Series Calculus [mathematical induction] evolution

for N squared, cubed, et cetera:

 

Exponential Powers as a Series

 

            Here I will explain the principles and the notation I will use to denote or “notate” a series formula or series expression of a mathematical reality.  The notation I am using here is not necessarily the same as you will find in other math books, but it is similar, and my intention was to use a method of notation that is clear.

            First, a sequence or series can be said to be comprised of separate elements or terms.  Each element or term follows, or grows out of, the previous element or term, by the computation of a particular formula.  We are going to start with the most simple formula.  Later they will get more complex.  But remember!  Every formula will be reduced or de-constructed to a series of additions.

            The symbol for the elements of the series will be the capital letter K.  The first element will be K sub zero (K0).  The second will be K sub one (K1) and so on.  In any of the formulas, we may include in our formula a value that has an immediate relationship with the previous element.  We refer to each element as K sub en (Kn), where the n stands for the number of the element ( 0 to ¥).  That symbol that looks something like a number 8 taking a rest or ¥ is a symbol for infinity.  Obviously, K1 is the first element and K2 is the second element and so on.  We may have to fudge a little on the K0 element.  Sometimes we think of K0 as the first element.  However, in nature, there is no K0 element that we can identify, because that would mean the element that existed before the first element, and that is like saying we know what existed before the beginning of physical reality.  Therefore, the K0 element is usually going to be equal to zero.  Only if there is some good reason will the K0 element be equal to some value other than zero.  When we include in our formula one of those references to a previous element, we will use the notation K sub en minus one (K(n-1) ).  That symbol (K(n-1) ) means the value which is the previous element.  If that is not perfectly clear, I will try to make it perfectly clear shortly.

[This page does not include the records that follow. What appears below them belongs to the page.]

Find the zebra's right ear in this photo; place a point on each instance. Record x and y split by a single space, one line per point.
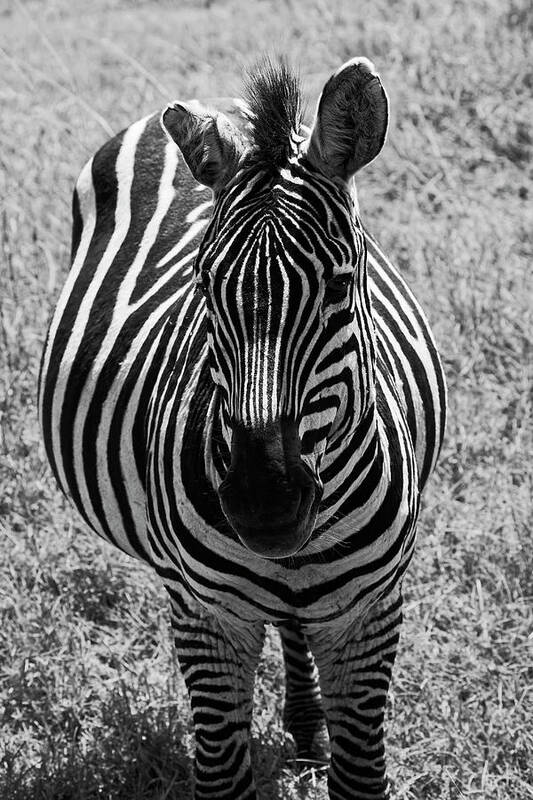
351 121
211 145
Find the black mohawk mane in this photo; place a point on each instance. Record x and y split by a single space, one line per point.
272 92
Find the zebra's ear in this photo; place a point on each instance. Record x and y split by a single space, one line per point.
211 145
351 120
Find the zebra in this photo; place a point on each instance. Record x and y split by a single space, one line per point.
238 388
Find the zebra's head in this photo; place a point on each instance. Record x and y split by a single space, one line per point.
282 267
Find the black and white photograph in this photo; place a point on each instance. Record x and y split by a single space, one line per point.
266 400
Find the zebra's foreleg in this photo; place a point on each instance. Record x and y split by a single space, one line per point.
218 665
304 714
355 673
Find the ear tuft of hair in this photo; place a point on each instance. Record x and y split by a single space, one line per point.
273 95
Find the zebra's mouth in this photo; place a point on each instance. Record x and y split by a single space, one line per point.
279 539
269 495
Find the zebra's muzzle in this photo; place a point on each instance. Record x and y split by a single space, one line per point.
269 496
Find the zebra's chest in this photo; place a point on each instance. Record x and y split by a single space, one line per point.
196 553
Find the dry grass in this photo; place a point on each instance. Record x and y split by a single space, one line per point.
91 704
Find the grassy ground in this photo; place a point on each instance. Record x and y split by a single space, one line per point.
91 703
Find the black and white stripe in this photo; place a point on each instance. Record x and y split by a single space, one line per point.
184 319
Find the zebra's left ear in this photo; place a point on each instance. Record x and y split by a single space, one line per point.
351 120
211 145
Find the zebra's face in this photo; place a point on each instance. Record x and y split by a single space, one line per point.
281 269
290 332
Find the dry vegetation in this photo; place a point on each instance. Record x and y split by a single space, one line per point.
90 702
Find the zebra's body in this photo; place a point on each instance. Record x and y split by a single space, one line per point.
137 438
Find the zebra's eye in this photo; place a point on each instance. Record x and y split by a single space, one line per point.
337 288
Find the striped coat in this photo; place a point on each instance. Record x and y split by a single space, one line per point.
138 430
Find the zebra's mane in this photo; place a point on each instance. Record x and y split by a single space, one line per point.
273 95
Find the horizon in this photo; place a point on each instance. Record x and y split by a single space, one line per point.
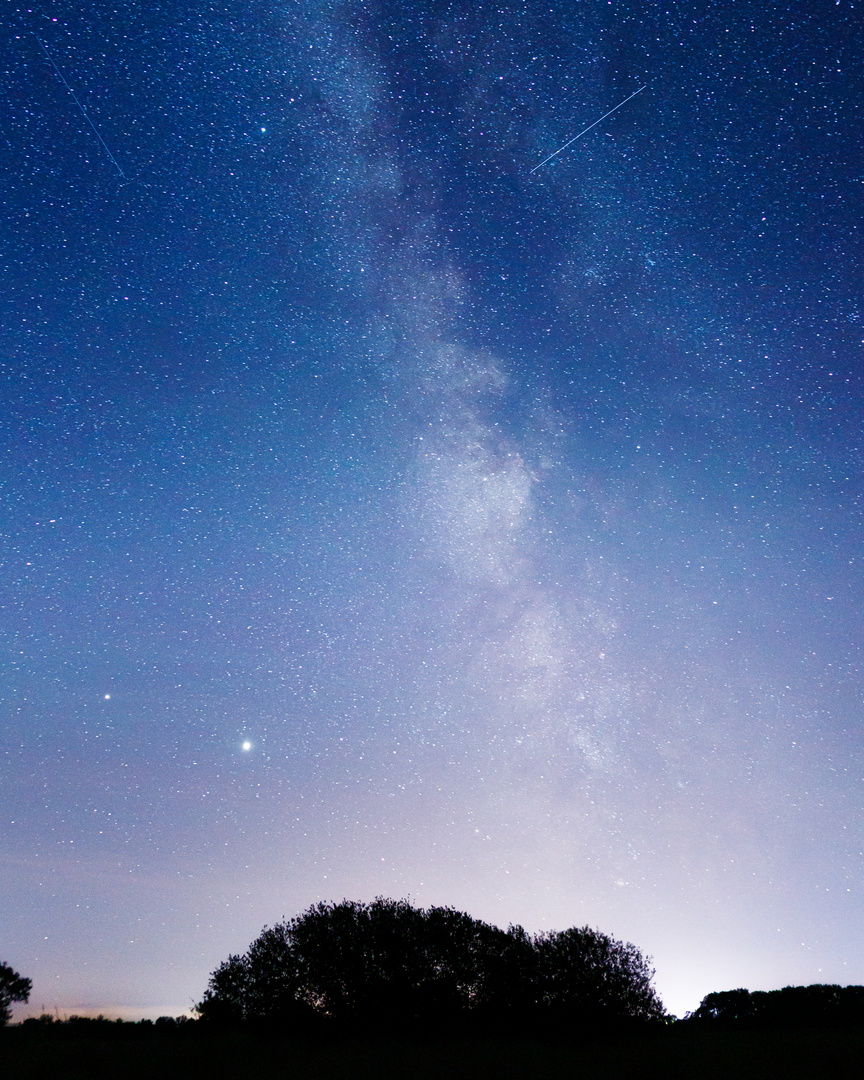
389 515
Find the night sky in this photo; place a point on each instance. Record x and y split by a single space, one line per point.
385 515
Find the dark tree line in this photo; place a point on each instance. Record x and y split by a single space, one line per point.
793 1006
390 966
13 987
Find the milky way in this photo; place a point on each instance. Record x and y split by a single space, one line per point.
385 516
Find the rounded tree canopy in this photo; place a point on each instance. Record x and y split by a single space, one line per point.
388 963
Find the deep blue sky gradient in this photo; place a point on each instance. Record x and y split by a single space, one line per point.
512 518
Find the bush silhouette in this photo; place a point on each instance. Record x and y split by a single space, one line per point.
13 987
389 966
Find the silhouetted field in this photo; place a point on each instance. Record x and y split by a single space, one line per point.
682 1051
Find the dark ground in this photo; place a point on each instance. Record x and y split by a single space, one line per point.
686 1053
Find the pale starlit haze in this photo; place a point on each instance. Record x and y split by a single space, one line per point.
386 515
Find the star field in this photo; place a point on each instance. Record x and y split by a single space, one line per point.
380 516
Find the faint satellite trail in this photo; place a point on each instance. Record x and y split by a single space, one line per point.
556 152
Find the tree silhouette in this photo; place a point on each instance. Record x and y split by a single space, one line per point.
389 964
792 1006
13 987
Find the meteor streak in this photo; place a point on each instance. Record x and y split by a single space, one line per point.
80 106
589 127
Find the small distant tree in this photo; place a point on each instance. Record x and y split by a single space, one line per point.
13 987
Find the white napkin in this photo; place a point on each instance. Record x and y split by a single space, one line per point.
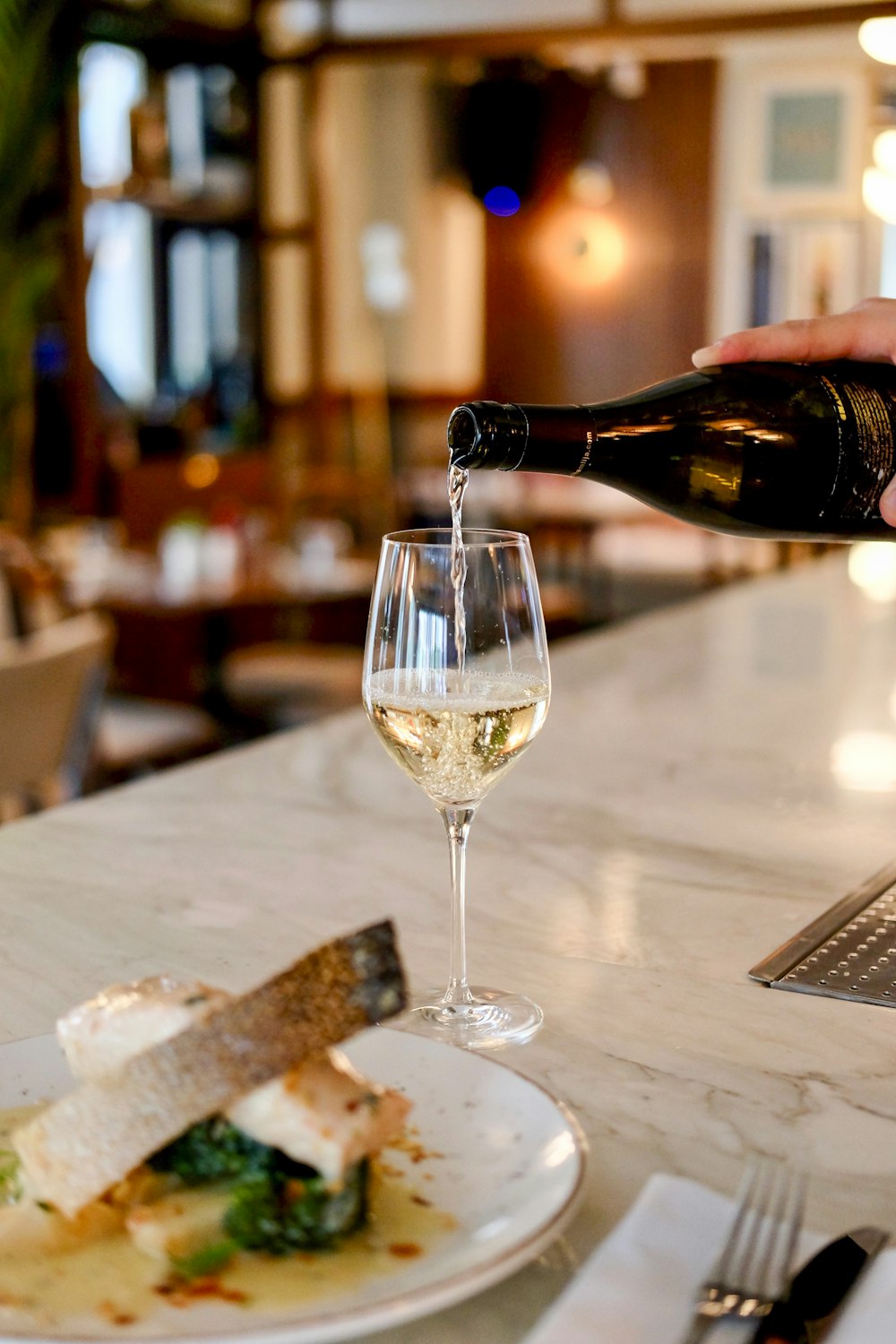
638 1285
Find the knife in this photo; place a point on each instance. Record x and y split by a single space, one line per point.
820 1289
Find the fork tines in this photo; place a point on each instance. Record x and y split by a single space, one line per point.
754 1263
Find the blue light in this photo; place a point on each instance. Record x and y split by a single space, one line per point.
501 201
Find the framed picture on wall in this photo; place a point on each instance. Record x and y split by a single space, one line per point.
804 142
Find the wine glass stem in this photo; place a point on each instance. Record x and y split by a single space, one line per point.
457 824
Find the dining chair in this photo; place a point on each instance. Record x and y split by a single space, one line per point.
51 685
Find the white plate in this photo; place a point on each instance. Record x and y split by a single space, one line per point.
506 1161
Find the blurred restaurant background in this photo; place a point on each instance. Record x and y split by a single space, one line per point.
253 252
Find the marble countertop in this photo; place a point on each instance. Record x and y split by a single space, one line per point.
710 780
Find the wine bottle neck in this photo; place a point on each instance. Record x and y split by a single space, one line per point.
541 438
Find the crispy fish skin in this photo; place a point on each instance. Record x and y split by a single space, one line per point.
85 1142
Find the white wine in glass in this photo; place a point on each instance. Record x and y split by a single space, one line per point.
457 685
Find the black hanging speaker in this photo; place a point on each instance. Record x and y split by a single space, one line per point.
497 134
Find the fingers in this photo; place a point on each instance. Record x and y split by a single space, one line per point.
866 332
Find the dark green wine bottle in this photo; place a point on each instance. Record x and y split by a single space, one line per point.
780 451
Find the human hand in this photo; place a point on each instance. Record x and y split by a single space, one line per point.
866 332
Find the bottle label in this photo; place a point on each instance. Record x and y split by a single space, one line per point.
866 421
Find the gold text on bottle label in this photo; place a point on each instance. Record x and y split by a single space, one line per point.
586 456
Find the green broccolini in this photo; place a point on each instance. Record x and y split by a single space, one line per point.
279 1206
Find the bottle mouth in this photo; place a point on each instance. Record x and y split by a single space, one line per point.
462 435
487 435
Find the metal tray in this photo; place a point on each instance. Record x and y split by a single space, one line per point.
849 952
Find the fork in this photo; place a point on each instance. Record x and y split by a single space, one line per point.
754 1263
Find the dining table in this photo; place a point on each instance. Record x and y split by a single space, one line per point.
175 623
710 780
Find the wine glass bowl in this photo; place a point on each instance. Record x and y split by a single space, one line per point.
457 685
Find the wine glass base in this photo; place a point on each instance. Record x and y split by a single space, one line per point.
487 1021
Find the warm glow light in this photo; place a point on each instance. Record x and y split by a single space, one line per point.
201 470
582 249
872 567
884 151
877 38
866 762
879 194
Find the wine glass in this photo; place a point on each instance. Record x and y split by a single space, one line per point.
457 685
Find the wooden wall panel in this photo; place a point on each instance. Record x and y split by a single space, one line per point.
551 338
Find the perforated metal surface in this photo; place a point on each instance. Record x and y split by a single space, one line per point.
847 953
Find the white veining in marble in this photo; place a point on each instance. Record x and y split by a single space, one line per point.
676 820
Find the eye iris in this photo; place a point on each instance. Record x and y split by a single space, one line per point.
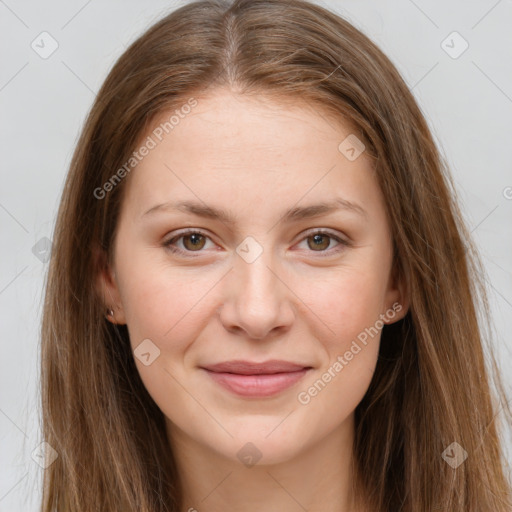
196 237
318 241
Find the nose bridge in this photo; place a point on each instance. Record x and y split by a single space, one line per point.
259 302
259 285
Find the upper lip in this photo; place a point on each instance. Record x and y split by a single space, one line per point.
252 368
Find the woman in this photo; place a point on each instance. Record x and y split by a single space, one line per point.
262 295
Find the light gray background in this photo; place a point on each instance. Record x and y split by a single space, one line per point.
467 102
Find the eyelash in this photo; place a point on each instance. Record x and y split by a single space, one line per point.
181 252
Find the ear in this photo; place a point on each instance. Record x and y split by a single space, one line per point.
397 297
106 287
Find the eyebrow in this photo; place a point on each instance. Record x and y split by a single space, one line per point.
292 215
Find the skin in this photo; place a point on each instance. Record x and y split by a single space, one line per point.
257 158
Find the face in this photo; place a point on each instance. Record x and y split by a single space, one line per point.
271 279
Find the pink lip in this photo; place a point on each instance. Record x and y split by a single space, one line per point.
256 379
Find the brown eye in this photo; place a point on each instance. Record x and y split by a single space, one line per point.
320 242
194 241
188 242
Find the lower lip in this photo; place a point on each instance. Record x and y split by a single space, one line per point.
257 385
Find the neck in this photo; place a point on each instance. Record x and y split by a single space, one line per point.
319 478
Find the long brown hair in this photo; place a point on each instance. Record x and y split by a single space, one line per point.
432 384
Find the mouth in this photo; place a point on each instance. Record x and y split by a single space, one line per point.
256 380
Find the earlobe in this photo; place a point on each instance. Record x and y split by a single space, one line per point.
397 303
107 289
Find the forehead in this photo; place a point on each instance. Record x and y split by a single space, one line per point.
246 151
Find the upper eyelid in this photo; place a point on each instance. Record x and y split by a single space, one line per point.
326 231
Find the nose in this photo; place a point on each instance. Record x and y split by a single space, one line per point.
257 302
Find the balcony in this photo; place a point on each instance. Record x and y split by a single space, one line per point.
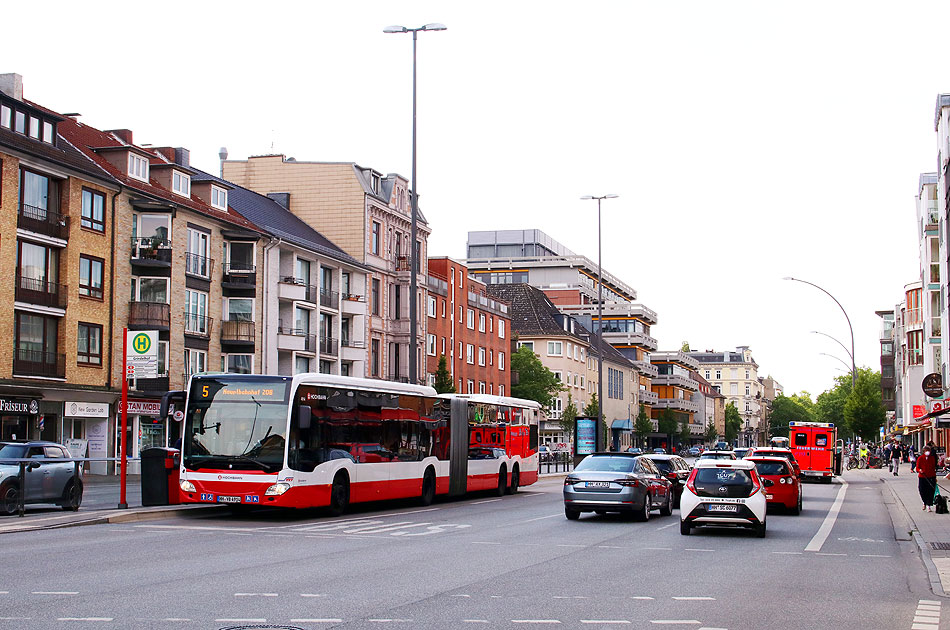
37 363
145 315
238 332
329 345
198 266
151 252
329 299
38 291
198 325
43 221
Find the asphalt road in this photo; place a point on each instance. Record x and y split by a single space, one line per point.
512 562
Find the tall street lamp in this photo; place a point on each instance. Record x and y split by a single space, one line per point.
600 326
854 373
413 202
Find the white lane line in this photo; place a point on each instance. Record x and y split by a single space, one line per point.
825 530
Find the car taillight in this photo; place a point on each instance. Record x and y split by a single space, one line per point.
691 482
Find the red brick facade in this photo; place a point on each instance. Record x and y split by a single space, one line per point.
472 330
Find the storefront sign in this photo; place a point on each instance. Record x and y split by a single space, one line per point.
86 410
21 407
144 407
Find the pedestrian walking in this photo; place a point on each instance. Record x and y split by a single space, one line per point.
926 467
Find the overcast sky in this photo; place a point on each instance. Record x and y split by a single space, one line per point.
748 141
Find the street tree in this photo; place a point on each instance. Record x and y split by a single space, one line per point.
733 422
642 427
535 381
443 380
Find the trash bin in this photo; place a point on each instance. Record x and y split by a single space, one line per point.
160 476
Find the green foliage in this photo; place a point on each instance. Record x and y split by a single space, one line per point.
864 411
535 382
733 422
443 380
643 426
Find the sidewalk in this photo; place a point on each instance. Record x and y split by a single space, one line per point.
929 530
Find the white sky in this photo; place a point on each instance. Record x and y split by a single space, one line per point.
747 140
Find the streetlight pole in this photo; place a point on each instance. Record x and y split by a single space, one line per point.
854 372
600 324
413 204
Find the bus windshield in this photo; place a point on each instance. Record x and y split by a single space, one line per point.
236 422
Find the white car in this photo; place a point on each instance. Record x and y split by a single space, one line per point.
723 493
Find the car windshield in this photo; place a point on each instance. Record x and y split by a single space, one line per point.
607 464
771 468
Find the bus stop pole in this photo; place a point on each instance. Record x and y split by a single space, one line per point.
123 463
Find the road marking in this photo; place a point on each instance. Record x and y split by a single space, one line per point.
826 526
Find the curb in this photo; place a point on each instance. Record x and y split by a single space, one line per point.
902 522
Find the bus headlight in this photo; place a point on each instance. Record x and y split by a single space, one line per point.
277 489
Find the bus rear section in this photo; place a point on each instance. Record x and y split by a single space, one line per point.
813 444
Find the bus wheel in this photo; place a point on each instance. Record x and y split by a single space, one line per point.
428 488
515 480
339 495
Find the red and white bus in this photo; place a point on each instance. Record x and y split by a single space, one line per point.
316 440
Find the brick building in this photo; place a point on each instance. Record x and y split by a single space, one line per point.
469 327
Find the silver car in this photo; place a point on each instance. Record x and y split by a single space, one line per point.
48 479
616 482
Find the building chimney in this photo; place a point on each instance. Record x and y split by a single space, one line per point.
11 84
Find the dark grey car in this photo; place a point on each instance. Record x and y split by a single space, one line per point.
616 482
48 479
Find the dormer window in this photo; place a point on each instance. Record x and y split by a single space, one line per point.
181 184
138 167
219 198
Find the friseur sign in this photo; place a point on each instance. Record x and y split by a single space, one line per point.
21 407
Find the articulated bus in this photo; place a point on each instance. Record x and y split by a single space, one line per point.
315 440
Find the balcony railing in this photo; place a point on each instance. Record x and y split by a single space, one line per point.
43 221
329 345
149 314
38 363
238 331
37 291
197 265
152 249
198 325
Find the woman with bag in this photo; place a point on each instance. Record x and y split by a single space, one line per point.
926 467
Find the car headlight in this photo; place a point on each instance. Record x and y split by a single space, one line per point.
277 489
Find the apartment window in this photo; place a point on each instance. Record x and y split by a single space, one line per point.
219 198
181 184
375 296
138 167
374 239
90 276
89 344
93 210
196 361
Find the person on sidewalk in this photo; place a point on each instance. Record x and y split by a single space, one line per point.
926 467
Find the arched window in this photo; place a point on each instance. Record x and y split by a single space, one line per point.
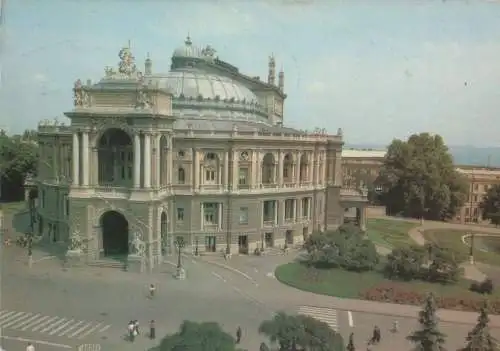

            For any sequence or series we will use the label of the capital letter S followed by a number.  The first will be S1 and the second S2 and so on, followed by a colon, and then by the formula.  Let’s do S1, which denotes the series of one number multiplied by another, or n x M. 

 

S1:       Kn =  K(n-1)  + M,  K0 = 0 ,      (n x M)            (n = 0 --> ¥ ) to infinity.

 

            Here’s what it means, quite simply, in English.  This is sequence or series number S1.  The formula for each element is that we take the previous element and add M to it.  The capital M is the value of the number we have assigned to M in the formula n x M.  Therefore, if we are denoting the sequence for multiplying the number 7, then M = 7.  And, the value of n goes from 1 to ¥.  We don’t really need that "(n = 0 --> ¥ )" all the time, so I will often leave it out when it does not appear to be necessary.  If I excluded it from this first sequence formula, then S1 would have been as follows:

 

S1:       Kn =  K(n-1)  + M,  K0 = 0 ,      (n x M)

 

            In common math notation, it is the "n" that goes from 1 to ¥, so that each element of the sequence (k1, k2, k3, ...kn) is labeled with the "subscript" n number.  Notice that we have to fudge right off on that first element.  We have to say that K0  is equal to zero because if we don’t we have a silly problem that arises from the fiction of minus reality.  In mathematics we use the convention of minus or negative numbers.  I will discuss this further later as a fiction of consciousness, just as fractions are sometimes a fiction of consciousness, or a fiction of our calculating consciousness.  In this case of S1,

if we plug in Kn as K0 our K0 element will be:

 

            K(n-1)  + M        which means K (0-1) + 7  =  what?  0 or 7 or - 7 ?

 

            Actually, if we made K(-1) equal to -7, which has some logic to it, then K0 would be equal to zero, because +7 added to -7 equals zero.  In a sense it really doesn’t matter, because as I said before we are not going to try to establish the value of any element that is K (0-1) which means K(-1) because we are not trying to use a notation for “minus reality.”  We could say that K(-1) is equal to minus 7.  Or, we could just say that K0 is equal to zero.  We have to have K0 equal to zero so that the formula works for K1 , where K1 is equal to 7 x 1 which is equal to 0 + 7.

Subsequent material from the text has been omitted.